I heard another one of the stories yesterday. A church in a property dispute. Yes, the resolution was one in which there was some reconciliation at the end, it was story of the surprising power of God showing up in an unexpected place.
But the story was still there. A congregation shut down from above. A building confiscated in the courts. Mounds of money spent on litigation. Oh yeah–and (sarcasm alert) all this happened so as to put the gospel on display for the Christian people of San Francisco who clearly don’t need a beautiful witness since they flock to church in droves every Sunday.
Court was the last straw in my decision not to join a church affiliated with a mainline denomination when we moved out to San Francisco 18 months ago.
I was having a conversation with a woman who wanted to appeal a decision of the local Presbytery. Fair enough. I get that.
And so she got together a cadre of like-minded wealthy churches who were going to help spring for the $100,000+ in legal bills the fight would cost.
Ok, I don’t get that anymore. And maybe I shouldn’t have gotten it in the first place.
I’ve been blogging this week about Sam Wells’ Improvisation, a book full of hope that a people deeply entrenched in their drama will be able to improvise faithfully in their ecclesial settings. The problem is, we can’t even play the story right when we’ve got the script right in front of us.
In 1 Corinthians 6 Paul chides the Corinthians for taking each other to court.

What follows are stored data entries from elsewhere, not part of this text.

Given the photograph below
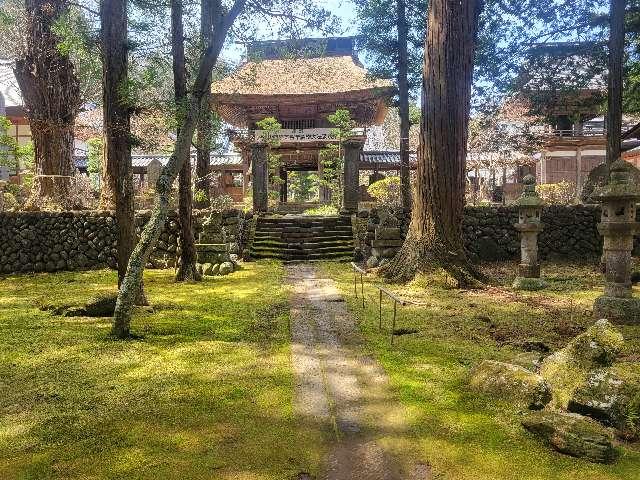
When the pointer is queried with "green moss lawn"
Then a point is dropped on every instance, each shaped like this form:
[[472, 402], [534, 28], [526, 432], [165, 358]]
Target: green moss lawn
[[461, 434], [206, 393]]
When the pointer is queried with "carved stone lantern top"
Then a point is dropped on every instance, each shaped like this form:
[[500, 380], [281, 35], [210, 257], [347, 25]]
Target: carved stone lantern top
[[529, 197], [529, 207], [621, 186]]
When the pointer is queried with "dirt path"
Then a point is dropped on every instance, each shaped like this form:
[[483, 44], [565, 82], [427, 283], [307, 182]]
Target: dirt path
[[341, 389]]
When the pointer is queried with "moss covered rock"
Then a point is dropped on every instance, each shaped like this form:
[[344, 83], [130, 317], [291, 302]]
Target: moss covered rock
[[511, 382], [573, 434], [568, 368], [226, 268], [611, 396]]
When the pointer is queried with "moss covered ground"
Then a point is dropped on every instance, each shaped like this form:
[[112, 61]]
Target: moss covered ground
[[461, 434], [205, 393]]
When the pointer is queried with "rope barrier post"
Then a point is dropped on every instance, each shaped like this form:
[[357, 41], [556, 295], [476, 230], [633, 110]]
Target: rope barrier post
[[395, 311], [355, 282], [380, 326]]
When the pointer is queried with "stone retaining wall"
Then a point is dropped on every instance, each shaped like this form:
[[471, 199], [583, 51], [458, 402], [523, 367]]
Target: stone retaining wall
[[54, 241], [570, 232]]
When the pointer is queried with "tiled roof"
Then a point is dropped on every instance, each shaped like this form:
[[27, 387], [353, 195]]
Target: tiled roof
[[298, 76], [9, 85], [385, 157], [145, 160]]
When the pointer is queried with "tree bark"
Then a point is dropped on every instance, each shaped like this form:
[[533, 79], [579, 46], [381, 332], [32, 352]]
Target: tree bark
[[51, 94], [435, 234], [403, 104], [187, 268], [153, 228], [117, 132], [203, 138], [616, 52]]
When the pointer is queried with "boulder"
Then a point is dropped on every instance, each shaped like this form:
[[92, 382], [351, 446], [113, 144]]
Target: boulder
[[226, 268], [568, 368], [611, 397], [573, 435], [207, 269], [511, 382]]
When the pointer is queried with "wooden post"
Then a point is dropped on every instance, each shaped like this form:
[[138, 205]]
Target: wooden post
[[578, 172], [351, 175], [283, 186], [260, 176]]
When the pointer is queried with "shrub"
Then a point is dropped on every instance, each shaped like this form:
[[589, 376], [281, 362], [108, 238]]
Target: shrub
[[10, 202], [322, 211], [386, 192], [562, 193], [221, 203]]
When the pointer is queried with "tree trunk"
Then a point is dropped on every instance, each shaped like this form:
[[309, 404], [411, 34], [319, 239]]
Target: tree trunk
[[203, 138], [616, 52], [117, 131], [403, 105], [133, 279], [435, 234], [187, 268], [51, 94]]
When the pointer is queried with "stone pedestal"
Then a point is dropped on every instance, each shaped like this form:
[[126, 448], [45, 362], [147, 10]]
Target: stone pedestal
[[529, 208], [618, 227], [351, 175], [260, 176]]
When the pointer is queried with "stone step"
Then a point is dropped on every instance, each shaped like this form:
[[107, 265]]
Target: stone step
[[303, 235], [307, 245], [339, 256], [330, 249]]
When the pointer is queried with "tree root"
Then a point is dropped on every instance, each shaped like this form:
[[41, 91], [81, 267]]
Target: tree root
[[189, 273], [422, 256]]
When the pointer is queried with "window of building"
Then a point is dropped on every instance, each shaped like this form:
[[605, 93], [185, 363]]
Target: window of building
[[300, 124]]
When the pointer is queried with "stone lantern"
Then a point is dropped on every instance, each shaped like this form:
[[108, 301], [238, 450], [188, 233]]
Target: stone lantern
[[529, 209], [618, 226]]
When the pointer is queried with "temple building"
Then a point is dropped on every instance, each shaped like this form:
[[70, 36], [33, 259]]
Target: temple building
[[300, 83]]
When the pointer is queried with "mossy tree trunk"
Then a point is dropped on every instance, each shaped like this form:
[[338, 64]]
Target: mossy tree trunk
[[133, 278], [117, 124], [205, 130], [51, 93], [187, 268], [403, 104], [435, 234]]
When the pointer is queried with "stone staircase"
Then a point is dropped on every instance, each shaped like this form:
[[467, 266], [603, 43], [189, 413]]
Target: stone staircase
[[301, 238]]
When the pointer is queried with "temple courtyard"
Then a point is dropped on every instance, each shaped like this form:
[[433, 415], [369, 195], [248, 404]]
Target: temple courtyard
[[279, 372]]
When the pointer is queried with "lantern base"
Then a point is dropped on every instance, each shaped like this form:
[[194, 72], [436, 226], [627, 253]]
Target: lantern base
[[529, 284], [621, 311]]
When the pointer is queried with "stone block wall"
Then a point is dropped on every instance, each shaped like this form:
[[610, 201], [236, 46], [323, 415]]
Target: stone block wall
[[57, 241], [570, 232]]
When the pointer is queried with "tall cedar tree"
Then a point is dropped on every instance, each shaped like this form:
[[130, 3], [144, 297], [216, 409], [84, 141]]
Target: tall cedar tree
[[133, 279], [616, 58], [187, 268], [435, 234], [223, 20], [396, 46], [117, 131], [51, 93], [205, 127]]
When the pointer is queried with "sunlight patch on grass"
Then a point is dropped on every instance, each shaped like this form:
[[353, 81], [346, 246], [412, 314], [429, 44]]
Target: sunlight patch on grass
[[206, 392], [463, 435]]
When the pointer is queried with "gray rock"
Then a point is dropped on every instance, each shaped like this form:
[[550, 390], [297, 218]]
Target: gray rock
[[573, 435], [511, 382], [226, 268]]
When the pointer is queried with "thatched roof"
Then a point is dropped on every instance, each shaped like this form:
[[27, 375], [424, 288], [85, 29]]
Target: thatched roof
[[298, 76]]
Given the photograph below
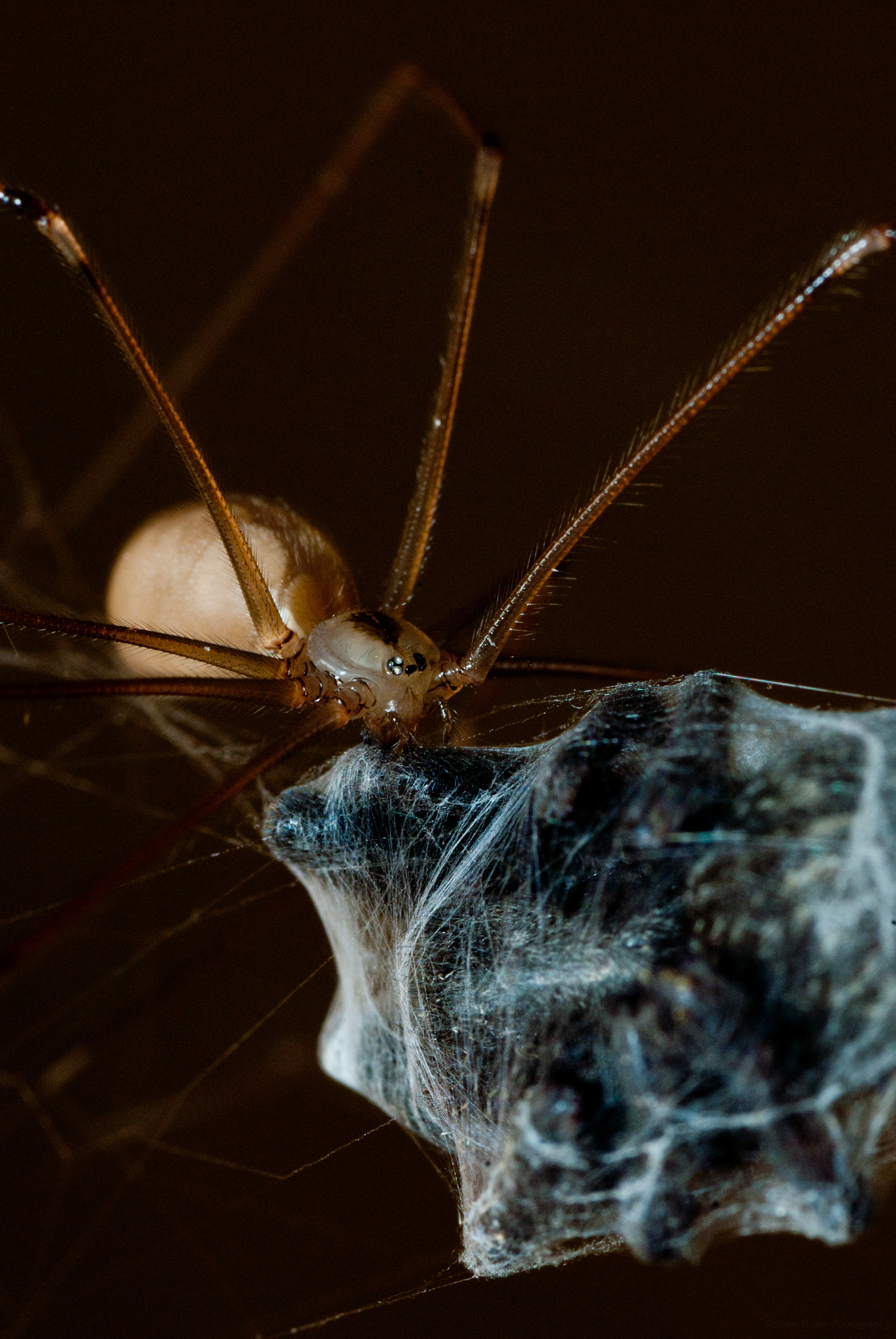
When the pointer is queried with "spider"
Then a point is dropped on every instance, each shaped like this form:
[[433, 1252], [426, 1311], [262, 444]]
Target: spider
[[290, 634], [284, 628]]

The beginning of the chapter outlines a series of ways in which such action undermines the narrative of the gospel: the saints will participate in the final judgment, can’t we then judge matters of this world without taking it before the secular courts? we’re going to judge angels, how about matters of this life?
Actually, says Paul, how to deal with the lawsuits is secondary: it’s already a defeat for you that you have lawsuits with one another. Why not rather be wronged? Why not rather be defrauded? (1 Cor 6:7).
But no the story of the American dream is too powerful for our denominations. I have a right to stuff. Even if I didn’t put any money into it, it’s mine. Even if I don’t know what I’m going to do with it, it’s mine and I’ll take it.
I confess, that for all my delight in narrative theology, and resonance with Wells’ narrativally derived improvisational ethics, I often find it difficult to believe that much of it is true–because the church so rarely becomes a living witness to the story it claims as its own.